A terapia das cabeçadas na parede
Imagine
que tem uma enxaqueca bastante intensa, consulta um economista e este dá-lhe
uma conselho: “bata com a cabeça na parede”. Obedientemente, dirige-se a um
muro que encontra ao virar da esquina e é isso que faz. Não apenas vai sentir
dores como a enxaqueca tenderá a intensificar-se. Ainda assim, porque confia no
seu conselheiro, regressa para mais uma consulta. O economista amigo, depois de
olhar para uma folha de excel, conclui que o problema é seu – não bateu com a
cabeça com a intensidade adequada (ou seja, colocou pouco empenho na terapia) –
e aconselha-o a insistir no tratamento, mas desta feita com mais vigor: tem de
bater com a cabeça na parede com toda a força que for capaz. Chegados aqui, talvez
convenha não ser economista para antecipar os resultados. Começará a sangrar da
testa, a enxaqueca tornar-se-á insuportável e, caso tenha sido cumpridor, até o
muro pode ter ficado ligeiramente danificado. É assim que o economista Bill
Mitchell, no seu blog, resume as intervenções seguidas pelo FMI nos últimos
anos. Hoje, já não é preciso ser grego para se estar familiarizado com a
terapia das “cabeçadas na parede”.
Esta semana, contudo, o economista
que o aconselhou (no caso, o FMI), assim como quem não quer a coisa, veio
reconhecer que a terapia tinha um pequeno problema. Como o paciente já havia
intuído, os pressupostos em que se baseava afinal estavam errados. Senão,
vejamos. A crer no método, por cada euro poupado com o ajustamento orçamental,
o efeito recessivo no PIB deveria ser de meio euro. No fundo, por cada vez que
batia na parede (uma unidade em cabeçadas), a sua dor aumentaria em meia
unidade em cabeçadas.
O que nos dizem agora os economistas
do FMI? Em primeiro lugar que subestimaram os efeitos multiplicadores
orçamentais de curto prazo (a enxaqueca vai ficar a pairar durante mais tempo)

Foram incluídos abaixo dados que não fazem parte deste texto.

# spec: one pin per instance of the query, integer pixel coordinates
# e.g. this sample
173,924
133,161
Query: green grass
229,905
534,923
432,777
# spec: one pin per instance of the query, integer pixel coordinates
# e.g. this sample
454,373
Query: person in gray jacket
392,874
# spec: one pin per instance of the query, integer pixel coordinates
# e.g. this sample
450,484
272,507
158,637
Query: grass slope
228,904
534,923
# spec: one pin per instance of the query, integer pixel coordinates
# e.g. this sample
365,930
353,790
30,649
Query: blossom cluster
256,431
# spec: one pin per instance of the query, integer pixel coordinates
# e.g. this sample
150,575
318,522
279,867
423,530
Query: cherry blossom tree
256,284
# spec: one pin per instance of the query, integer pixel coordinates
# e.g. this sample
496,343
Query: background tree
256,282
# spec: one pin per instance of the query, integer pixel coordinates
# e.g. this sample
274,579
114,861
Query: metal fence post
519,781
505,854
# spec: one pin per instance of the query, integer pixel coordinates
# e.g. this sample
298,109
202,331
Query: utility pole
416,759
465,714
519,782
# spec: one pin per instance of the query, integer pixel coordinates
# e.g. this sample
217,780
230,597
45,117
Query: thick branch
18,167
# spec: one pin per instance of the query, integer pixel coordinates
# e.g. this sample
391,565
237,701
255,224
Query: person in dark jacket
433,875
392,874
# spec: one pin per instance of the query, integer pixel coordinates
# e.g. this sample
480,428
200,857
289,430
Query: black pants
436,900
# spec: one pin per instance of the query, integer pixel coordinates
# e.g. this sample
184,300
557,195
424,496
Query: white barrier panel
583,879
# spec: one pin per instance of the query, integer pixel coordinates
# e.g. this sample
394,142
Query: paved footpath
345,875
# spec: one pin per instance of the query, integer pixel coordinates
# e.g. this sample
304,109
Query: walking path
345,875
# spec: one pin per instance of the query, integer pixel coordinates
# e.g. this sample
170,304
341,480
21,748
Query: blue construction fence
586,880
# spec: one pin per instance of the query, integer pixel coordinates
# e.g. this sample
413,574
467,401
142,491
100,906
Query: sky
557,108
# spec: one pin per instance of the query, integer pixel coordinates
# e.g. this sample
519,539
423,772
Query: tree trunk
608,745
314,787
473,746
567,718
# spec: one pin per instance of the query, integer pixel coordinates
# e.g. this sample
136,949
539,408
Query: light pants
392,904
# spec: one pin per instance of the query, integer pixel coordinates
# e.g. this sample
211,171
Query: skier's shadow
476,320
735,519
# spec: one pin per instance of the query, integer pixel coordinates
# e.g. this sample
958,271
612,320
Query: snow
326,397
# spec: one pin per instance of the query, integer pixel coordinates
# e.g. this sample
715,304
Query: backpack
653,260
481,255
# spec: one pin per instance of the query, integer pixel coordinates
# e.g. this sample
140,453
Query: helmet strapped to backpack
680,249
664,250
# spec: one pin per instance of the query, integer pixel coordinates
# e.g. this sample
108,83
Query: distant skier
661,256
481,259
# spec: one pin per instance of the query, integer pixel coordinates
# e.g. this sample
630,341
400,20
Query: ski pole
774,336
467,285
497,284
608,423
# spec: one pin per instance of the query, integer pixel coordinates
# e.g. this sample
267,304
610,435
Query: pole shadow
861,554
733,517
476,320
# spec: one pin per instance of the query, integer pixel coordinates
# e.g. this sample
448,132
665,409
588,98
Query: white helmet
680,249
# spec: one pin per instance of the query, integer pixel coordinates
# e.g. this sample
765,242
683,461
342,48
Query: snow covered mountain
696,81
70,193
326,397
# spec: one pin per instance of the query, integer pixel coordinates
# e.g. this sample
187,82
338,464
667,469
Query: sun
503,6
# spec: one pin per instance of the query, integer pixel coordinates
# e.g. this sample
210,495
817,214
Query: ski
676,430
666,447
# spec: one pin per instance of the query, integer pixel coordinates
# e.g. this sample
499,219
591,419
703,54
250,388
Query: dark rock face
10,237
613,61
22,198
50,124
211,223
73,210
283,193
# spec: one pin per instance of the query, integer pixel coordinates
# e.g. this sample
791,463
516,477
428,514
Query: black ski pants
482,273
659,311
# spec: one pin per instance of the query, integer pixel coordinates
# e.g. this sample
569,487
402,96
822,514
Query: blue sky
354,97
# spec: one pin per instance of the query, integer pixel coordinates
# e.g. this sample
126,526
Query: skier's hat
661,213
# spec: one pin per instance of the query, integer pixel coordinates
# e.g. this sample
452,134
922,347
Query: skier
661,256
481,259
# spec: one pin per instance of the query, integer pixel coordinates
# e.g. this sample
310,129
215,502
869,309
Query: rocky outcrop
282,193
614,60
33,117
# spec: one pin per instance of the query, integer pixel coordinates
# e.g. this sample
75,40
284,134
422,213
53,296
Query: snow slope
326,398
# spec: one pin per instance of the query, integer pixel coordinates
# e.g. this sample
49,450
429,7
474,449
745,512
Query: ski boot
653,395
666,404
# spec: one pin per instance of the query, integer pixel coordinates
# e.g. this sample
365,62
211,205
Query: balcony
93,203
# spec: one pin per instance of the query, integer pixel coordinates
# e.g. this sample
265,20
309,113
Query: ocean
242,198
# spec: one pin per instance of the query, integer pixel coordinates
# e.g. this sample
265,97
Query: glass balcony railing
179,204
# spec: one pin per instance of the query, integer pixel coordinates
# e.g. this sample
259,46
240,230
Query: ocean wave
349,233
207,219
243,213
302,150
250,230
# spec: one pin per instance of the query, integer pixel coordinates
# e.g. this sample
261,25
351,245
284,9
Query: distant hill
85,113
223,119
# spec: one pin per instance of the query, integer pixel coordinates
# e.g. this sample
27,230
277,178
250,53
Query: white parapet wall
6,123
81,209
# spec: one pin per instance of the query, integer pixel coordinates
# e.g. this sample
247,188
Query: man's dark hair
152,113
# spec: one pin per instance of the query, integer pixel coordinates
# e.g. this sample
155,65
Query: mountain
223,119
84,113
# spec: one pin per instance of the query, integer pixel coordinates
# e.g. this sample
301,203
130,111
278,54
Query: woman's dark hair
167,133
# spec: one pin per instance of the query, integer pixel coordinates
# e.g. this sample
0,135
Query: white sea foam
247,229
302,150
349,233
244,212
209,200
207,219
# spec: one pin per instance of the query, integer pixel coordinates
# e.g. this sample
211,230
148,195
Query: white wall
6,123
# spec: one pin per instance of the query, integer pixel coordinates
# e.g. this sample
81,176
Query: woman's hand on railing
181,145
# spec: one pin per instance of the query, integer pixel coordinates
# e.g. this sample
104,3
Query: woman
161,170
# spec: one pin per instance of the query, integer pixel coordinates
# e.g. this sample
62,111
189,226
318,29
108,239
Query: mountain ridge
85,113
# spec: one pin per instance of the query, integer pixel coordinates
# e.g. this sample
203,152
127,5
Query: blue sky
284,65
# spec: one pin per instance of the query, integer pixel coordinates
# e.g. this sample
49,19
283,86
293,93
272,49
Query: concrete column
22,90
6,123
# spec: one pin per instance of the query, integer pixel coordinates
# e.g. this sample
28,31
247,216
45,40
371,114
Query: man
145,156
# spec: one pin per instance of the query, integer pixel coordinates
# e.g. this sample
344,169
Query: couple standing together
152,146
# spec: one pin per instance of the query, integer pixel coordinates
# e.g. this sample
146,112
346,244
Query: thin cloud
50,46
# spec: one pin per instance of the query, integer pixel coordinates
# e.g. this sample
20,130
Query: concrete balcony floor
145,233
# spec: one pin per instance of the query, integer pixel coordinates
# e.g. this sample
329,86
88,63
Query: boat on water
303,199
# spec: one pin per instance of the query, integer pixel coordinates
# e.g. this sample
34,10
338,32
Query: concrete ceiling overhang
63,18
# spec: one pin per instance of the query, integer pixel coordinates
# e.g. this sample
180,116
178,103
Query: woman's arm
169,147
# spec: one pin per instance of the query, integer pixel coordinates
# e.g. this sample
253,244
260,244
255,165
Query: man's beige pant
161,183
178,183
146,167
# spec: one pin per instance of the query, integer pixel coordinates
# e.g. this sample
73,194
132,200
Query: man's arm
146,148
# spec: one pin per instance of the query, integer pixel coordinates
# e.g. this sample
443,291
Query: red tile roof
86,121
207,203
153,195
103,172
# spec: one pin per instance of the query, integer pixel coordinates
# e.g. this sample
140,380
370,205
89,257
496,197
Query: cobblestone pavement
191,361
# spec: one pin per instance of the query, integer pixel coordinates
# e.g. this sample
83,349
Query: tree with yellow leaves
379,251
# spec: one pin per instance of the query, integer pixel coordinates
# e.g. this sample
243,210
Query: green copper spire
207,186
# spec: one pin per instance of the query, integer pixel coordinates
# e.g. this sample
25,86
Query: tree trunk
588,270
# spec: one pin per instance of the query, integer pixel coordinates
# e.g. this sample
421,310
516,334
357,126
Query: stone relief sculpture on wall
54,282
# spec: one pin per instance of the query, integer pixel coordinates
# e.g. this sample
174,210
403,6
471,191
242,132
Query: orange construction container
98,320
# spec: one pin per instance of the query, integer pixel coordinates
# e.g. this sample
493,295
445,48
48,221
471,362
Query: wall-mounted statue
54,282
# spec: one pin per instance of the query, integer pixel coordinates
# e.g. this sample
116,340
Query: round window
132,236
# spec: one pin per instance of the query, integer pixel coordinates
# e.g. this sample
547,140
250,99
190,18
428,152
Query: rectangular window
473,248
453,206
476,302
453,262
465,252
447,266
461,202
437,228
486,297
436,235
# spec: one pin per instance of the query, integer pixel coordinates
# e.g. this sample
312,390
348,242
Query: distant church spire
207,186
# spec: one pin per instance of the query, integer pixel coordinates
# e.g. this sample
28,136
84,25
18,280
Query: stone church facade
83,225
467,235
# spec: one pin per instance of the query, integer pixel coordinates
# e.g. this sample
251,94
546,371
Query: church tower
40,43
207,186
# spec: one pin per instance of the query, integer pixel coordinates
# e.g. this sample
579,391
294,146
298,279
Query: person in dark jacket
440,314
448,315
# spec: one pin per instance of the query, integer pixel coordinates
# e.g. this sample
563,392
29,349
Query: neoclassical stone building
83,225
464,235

e que o efeito recessivo é bem maior do que o esperado, o PIB variará entre 0,9
a 1,7 euros (em lugar do meio euro avançado). Afinal, por cada cabeçada dada a
sua dor intensificar-se-á.
Estamos perante o reconhecimento de
que o método das cabeçadas na parede não funciona para resolver enxaquecas, ou
seja, que há um problema de raiz com os programas de ajustamento. Não fiquemos,
contudo, muito otimistas em relação a possíveis mudanças de estratégia. Há um
par de anos, o próprio “departamento independente de
avaliação” do FMI já havia reconhecido que a organização tinha um sério
problema de “group thinking” – ninguém questionava as virtudes das “cabeçadas
na parede” e os ajustamentos eram construídos a partir desse pressuposto – e
não decorreu daí nenhuma consequência.
Agora, quando as
contas do próprio FMI expõem o erro brutal que são estes programas de
ajustamento, temos de nos colocar uma questão: vamos continuar a bater com a
cabeça na parede, seguindo as sábias instruções da troika e dos seus acólitos
nacionais (os
Gaspares, os Moedas e os Borges, para nomear apenas alguns), ou, para tratarmos
a nossa enorme enxaqueca, vamos ajudar quem nos aconselha a desenvolver uma
terapia que faça sentido e seja eficaz?